The testimony of Rep. Heath Shuler, a Blue Dog Democrat of North Carolina, has been cited as corroborating evidence of Tea Partiers slinging racial slurs since the accusations were made after a March 20 health-care rally in Washington, D.C.

His corroboration came in an interview with a local reporter from Hendersonville, N.C.

Shuler was walking with Rep. Emanuel Cleaver, an African-American, toward the Capitol building when the crowd starting yelling racial epithets at Cleaver, who was a civil rights activist in the 1970s. They even spat at him.

"It was the most horrible display of protesting I have ever seen in my life," Shuler said.

Multiple members of Congress reported racial epithets being shouted at African-American members over the weekend.

"It breaks your heart that the way they display their anger is to spit on a member and use that kind of language," Shuler said.

But James Taranto of the Wall Street Journal called Shuler's office to follow up, and heard something different:

[P]ress secretary Julie Fishman told us the local reporter misunderstood. According to Fishman, Shuler's comments to the Times-News referred to the general tenor of the protests, not to the black congressmen's specific allegations. Fishman said that Shuler was not walking with Cleaver and did not hear the "N-word."

Shuler was with Barney Frank when he was called a "faggot," as was at least one reporter, so that incident has been corroborated, though several witnesses say Frank got vulgar with Tea Partiers first. But the racial slurs incident seems to remain based entirely on the word of Lewis and Rep. Andre Carson, which is relatively little evidence on which to judge an entire movement of Americans.

An AP reporter tried to hunt down evidence of the slur and came up short, but used most of his article to accuse Tea Party supporters of dishonesty because they produced and touted video from one of Lewis' encounters with the crowd. The video, which does not show any racial slurs, was taken on Lewis' way out of the Capitol instead of upon his entrance, which is when the racial slurs were alleged to have happened.

Questioned about using a video on his Web site from the wrong moment, Breitbart stood by his claim that the lawmakers were lying.

"I'm not saying the video was conclusive proof," he said.

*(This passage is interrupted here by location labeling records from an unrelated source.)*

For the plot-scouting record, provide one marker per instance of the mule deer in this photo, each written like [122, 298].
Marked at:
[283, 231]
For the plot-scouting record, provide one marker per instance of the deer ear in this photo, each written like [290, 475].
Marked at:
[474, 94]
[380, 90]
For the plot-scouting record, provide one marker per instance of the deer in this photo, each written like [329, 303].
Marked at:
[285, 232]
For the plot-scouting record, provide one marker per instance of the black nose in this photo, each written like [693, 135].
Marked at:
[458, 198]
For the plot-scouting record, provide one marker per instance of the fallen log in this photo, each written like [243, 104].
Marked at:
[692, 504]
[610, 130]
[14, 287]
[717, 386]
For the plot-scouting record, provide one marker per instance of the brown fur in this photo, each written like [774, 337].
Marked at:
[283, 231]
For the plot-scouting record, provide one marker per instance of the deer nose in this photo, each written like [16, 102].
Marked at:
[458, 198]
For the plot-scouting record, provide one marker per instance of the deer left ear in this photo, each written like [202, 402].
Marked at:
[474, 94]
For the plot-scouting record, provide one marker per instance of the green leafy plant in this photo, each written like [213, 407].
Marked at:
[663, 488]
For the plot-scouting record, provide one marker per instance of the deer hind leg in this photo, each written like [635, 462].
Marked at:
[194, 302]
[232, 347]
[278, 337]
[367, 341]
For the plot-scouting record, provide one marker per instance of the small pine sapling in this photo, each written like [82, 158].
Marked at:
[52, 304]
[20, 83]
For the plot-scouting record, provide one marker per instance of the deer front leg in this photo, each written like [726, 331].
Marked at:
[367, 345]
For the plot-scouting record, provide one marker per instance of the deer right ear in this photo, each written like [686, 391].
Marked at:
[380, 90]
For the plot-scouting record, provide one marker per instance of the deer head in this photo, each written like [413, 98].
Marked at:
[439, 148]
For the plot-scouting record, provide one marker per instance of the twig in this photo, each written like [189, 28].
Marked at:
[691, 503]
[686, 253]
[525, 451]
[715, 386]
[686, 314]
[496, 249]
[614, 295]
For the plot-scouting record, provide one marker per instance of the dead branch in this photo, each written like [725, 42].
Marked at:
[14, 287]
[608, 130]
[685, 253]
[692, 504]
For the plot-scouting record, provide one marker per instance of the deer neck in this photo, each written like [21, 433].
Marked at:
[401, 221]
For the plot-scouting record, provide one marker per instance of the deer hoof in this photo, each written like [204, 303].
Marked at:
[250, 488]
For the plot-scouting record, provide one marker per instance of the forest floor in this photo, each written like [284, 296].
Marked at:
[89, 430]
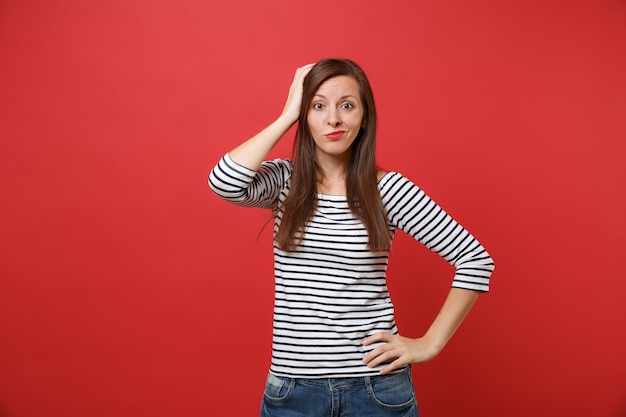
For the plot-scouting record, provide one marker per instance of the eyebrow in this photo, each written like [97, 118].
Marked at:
[340, 98]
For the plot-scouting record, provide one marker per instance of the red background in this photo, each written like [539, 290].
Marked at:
[128, 289]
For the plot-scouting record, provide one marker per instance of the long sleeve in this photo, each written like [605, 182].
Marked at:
[411, 210]
[245, 187]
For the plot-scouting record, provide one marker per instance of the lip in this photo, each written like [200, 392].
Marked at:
[335, 135]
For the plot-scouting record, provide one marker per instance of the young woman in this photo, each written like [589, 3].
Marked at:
[336, 348]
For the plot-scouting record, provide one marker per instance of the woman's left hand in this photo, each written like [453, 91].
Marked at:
[398, 351]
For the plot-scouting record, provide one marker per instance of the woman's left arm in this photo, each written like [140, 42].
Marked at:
[399, 351]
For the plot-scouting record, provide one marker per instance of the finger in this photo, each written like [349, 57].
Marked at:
[377, 337]
[397, 364]
[384, 357]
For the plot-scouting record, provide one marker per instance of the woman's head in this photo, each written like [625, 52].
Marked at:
[361, 180]
[324, 72]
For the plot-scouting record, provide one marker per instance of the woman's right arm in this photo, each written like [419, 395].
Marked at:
[253, 152]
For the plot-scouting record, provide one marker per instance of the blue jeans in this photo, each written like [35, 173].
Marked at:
[370, 396]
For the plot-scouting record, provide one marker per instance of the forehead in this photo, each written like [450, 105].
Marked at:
[342, 85]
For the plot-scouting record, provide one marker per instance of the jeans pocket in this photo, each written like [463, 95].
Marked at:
[278, 388]
[392, 392]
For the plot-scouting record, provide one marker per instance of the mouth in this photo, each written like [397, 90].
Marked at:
[335, 135]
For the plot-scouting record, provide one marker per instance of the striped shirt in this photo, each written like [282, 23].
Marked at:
[331, 291]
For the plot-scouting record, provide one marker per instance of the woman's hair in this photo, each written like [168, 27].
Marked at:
[362, 175]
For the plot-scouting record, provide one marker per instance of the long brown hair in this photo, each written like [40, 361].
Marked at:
[362, 174]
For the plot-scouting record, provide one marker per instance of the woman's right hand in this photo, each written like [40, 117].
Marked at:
[294, 100]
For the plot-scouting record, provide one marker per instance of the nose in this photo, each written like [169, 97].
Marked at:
[333, 118]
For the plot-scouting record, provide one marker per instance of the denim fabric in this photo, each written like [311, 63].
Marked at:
[370, 396]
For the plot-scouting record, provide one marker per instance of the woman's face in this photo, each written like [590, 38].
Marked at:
[335, 116]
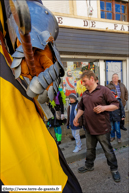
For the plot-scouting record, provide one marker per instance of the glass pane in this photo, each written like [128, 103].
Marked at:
[102, 5]
[109, 15]
[124, 9]
[108, 6]
[102, 14]
[117, 16]
[124, 17]
[117, 8]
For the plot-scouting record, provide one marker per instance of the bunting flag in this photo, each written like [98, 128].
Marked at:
[29, 154]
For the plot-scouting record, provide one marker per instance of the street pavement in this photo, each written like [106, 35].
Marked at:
[100, 179]
[68, 146]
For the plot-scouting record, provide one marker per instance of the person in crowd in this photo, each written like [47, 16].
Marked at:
[71, 113]
[115, 117]
[95, 104]
[80, 88]
[122, 93]
[97, 79]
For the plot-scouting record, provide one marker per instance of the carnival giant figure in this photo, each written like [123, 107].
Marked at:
[30, 74]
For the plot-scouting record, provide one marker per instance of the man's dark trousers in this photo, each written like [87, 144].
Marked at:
[104, 140]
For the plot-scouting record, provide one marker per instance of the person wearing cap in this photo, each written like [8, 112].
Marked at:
[122, 93]
[95, 104]
[115, 118]
[71, 113]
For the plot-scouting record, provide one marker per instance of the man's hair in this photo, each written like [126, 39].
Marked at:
[96, 78]
[114, 74]
[88, 74]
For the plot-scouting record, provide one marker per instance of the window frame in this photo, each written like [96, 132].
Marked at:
[113, 2]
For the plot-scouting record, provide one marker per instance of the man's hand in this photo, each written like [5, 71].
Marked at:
[75, 122]
[99, 109]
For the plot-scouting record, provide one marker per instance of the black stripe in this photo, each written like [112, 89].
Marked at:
[6, 73]
[1, 28]
[72, 185]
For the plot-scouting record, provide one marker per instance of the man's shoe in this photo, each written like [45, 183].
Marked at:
[85, 169]
[119, 140]
[123, 128]
[112, 139]
[116, 176]
[76, 149]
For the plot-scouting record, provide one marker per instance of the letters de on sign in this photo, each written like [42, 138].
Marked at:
[90, 24]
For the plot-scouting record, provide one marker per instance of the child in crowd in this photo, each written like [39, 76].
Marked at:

Indeed, it's hard to find conclusive proof when asked to prove a negative, as Tea Party participants are asked to do.

The only video to emerge that was shot upon Lewis' entrance to the Capitol was taken by Lee Fang of the liberal blog Think Progress. Even though he was there at the time, with a camera, with the intent of recording things that make Tea Partiers look bad, he did not get any racial slurs on tape. But he "believes" they were uttered.

John Lewis declined to talk to the AP about the incident, but Carson says he heard the word many times during his walk to the Capitol that day. In another video of the alleged spitting incident with Rep. Emanuel Cleaver, it's looks like Cleaver was sprayed unintentionally with spittle, not intentionally spat upon as has been frequently alleged.

Like Breitbart, I don't assert that the videos prove the racial slur was not used, but when the press uses an incident to characterize an entire movement as racist, the burden of proof ought to be pretty high. In this case, it was not, and the AP's investigation into the matter came three weeks after the incident happened and uses corroboration from Shuler, who actually never heard to slur.

With liberals making a concerted, organized effort to infiltrate Tea Parties around the country today (Subtle.), Tea Partiers would be wise to keep the cameras rolling as much as possible.